Quinoa & Vanilla Porridge
A fantastic source of alkaline protein, antioxidants, anti-inflammatory flavanoids, healthy omega 3s, alkaline minerals and more from the quinoa; anti-clotting and anti-microbial compounds in the cinnamon; antibacterial, heart healthy nutmeg; more anti-inflammatory action and alkaline minerals from the cloves and plenty of fiber.
What a tasty start to the day, while also being filling and warming!
Ingredients
- Quinoa (pref organic) - 1 Cup
- Water (pref Alkaline) - 2 Cups
- Cinnamon - 1 Stick or 1/2 Teaspoon gound
- Ground Ginger - 1 1/2 teaspoon or 1 inch piece fresh finely grated
- Ground Nutmeg - 1/2 Teaspoon
- Coconut Cream or Coconut Milk - 1/2 Cup (more if you want it more creamy)
- Lemon Skin Grated - 1/2 Lemon
- Vanilla Pod or Vanilla Essence - 1 Pod or 1/2 teaspoon (or more to your taste)
- Sprinkle assorted nuts / seeds to your liking - Small half handful or more if you like
- Coconut Cream & Raspberries, Blueberries, etc - Optional
Instructions
- First prepare the quinoa to the packet instructions OR follow the excellent advice on cooking light fluffy quinoa here at TheKitchn.
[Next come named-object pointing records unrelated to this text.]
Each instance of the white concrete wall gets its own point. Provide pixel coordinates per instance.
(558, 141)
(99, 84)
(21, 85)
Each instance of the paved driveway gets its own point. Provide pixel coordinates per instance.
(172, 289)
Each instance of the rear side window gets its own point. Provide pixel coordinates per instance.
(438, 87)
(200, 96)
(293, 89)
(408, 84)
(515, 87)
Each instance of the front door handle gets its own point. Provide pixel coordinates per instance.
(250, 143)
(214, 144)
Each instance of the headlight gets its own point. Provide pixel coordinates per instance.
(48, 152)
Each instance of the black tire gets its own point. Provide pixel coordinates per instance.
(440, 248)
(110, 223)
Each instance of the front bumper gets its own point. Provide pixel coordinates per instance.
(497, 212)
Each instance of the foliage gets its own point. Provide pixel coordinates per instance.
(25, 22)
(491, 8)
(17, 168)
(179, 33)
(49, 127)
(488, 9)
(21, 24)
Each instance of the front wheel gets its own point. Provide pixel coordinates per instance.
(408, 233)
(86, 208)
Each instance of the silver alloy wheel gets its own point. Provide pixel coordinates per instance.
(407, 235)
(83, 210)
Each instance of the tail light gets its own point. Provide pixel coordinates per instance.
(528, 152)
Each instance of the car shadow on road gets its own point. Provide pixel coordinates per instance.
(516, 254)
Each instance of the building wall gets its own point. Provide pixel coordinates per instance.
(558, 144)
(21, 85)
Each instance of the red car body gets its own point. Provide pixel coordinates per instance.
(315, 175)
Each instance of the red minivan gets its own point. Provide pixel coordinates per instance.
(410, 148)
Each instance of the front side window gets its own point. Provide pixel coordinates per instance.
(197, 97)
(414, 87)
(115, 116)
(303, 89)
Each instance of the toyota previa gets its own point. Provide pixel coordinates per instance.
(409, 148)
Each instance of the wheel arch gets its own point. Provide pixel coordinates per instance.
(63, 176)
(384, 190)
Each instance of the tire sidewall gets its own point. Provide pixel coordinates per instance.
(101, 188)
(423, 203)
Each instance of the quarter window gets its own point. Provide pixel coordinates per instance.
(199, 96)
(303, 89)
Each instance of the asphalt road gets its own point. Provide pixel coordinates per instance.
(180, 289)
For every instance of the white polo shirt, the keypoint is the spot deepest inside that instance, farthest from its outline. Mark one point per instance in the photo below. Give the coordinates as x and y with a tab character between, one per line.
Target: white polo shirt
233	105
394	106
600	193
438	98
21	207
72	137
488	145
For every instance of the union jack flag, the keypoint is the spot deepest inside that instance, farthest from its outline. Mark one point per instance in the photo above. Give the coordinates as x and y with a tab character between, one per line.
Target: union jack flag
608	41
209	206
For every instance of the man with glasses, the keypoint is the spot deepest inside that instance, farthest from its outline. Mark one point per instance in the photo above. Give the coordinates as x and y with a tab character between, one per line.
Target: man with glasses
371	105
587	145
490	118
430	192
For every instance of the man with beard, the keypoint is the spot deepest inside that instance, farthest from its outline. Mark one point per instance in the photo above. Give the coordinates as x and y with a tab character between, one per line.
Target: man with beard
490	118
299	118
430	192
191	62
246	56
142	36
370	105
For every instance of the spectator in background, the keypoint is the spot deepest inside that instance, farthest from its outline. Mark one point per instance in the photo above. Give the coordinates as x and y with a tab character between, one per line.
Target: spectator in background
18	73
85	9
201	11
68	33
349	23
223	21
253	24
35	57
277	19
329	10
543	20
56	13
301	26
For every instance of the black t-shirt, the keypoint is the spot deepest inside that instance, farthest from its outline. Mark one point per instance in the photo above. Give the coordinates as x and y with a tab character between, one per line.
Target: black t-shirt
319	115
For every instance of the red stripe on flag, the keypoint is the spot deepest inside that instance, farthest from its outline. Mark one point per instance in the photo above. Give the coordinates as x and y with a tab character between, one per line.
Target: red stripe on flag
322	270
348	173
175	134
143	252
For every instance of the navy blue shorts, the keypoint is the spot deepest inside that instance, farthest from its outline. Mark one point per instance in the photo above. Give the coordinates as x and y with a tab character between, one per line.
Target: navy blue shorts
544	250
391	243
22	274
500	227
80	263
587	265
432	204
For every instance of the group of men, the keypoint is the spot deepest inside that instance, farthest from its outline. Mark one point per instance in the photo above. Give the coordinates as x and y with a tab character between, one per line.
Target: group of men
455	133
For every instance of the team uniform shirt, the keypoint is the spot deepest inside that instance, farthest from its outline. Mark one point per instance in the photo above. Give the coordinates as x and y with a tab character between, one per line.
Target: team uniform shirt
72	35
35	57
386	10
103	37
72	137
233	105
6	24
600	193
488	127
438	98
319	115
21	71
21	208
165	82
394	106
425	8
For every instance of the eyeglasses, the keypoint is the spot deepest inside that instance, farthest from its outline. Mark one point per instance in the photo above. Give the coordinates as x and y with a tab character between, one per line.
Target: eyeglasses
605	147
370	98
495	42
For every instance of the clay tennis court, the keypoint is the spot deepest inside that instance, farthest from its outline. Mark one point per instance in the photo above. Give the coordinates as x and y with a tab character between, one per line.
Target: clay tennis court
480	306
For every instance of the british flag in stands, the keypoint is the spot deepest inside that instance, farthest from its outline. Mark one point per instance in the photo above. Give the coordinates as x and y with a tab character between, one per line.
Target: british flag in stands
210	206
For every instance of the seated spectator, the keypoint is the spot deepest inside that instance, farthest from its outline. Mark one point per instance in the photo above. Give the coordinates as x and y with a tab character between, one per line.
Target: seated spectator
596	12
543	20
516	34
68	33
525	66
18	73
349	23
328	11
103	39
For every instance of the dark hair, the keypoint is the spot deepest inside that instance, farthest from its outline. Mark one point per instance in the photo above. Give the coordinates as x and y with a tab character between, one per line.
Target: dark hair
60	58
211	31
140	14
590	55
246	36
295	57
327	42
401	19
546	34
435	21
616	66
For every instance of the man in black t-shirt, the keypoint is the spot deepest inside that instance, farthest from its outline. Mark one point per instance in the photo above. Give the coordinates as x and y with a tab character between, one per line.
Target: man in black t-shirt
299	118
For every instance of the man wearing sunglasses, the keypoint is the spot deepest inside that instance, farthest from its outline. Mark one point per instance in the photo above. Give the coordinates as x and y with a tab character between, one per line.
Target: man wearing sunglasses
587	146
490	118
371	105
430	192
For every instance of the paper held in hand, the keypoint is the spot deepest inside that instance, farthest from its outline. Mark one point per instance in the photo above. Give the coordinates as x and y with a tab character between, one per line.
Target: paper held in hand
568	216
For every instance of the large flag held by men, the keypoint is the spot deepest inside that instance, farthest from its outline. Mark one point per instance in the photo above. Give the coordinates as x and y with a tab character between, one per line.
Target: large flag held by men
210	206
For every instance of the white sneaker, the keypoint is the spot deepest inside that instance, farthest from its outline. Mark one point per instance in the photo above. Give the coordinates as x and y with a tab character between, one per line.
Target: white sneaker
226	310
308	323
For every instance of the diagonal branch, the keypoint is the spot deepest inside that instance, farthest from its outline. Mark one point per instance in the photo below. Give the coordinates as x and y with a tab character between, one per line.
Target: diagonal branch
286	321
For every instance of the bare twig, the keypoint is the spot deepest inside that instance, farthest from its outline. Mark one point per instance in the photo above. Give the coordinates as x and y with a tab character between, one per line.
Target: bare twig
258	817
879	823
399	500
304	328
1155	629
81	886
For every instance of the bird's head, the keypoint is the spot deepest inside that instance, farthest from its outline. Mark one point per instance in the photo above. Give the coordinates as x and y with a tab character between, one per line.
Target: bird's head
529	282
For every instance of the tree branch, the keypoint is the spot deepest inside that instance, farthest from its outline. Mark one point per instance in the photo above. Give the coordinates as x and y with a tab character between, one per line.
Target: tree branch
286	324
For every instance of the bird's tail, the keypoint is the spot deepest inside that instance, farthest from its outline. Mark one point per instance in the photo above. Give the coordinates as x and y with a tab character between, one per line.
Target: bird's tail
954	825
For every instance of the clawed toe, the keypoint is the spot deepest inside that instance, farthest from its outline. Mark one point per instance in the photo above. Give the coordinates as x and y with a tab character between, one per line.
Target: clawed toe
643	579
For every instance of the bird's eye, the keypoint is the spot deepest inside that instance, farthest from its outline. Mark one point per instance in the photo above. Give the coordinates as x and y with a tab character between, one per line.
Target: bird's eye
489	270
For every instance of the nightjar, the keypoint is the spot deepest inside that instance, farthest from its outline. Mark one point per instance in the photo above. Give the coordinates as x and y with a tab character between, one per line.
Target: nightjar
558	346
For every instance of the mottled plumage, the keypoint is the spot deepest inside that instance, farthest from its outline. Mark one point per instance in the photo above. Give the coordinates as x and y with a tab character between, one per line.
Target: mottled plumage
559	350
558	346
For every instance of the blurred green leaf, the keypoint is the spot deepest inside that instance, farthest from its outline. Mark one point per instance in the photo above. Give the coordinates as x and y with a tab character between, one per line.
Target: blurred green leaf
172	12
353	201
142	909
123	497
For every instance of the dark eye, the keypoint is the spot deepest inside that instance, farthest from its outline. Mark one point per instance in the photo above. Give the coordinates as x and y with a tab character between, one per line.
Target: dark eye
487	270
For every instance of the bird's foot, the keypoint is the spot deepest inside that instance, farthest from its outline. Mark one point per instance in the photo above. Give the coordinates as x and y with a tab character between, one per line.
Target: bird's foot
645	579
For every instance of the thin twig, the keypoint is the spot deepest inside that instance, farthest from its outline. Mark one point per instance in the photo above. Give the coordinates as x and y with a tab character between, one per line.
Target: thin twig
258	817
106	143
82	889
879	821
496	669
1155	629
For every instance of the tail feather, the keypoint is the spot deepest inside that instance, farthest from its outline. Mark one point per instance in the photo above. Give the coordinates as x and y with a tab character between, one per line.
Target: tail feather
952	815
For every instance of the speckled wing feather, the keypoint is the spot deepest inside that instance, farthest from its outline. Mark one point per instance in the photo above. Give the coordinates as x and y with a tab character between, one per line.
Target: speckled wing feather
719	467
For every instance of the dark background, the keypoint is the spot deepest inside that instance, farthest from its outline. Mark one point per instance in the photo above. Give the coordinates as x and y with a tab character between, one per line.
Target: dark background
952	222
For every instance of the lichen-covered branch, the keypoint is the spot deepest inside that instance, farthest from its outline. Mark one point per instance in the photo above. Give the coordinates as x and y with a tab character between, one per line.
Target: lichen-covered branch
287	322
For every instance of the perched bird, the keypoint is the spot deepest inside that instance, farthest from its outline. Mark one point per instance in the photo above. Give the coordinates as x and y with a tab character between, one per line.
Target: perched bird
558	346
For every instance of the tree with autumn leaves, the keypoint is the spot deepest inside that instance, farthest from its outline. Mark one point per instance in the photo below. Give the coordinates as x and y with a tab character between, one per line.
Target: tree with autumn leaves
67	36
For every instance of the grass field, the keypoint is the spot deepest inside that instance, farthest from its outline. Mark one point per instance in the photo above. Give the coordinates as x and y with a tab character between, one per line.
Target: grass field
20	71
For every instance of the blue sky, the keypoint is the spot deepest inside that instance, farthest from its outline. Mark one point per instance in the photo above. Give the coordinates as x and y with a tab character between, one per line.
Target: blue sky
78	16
- Once the quinoa is cooked and drained, add it back to the saucepan and stir in the chai spices (cinnamon, ginger, nutmeg) if you’ve done them in a pestle and mortar) and add the coconut cream and throw in the scraped out vanilla pod (or add the drop or two of vanilla essence).
- Warm through and then serve in a big bowl. To serve, add the lemon rind grated onto the top and sprinkle with extra ground cinnamon. Finally throw on the seeds and nuts (I recommend sesame seeds with this especially).
- As an indulgent extra, you can also serve with a dollop of coconut cream, which is alkaline and JUST DELICIOUS!
- Then top with the berries.
- Eat while it’s hot!
Allergens
This food is very low in Cholesterol and Sodium. It is also a good source of Magnesium, Copper and Manganese.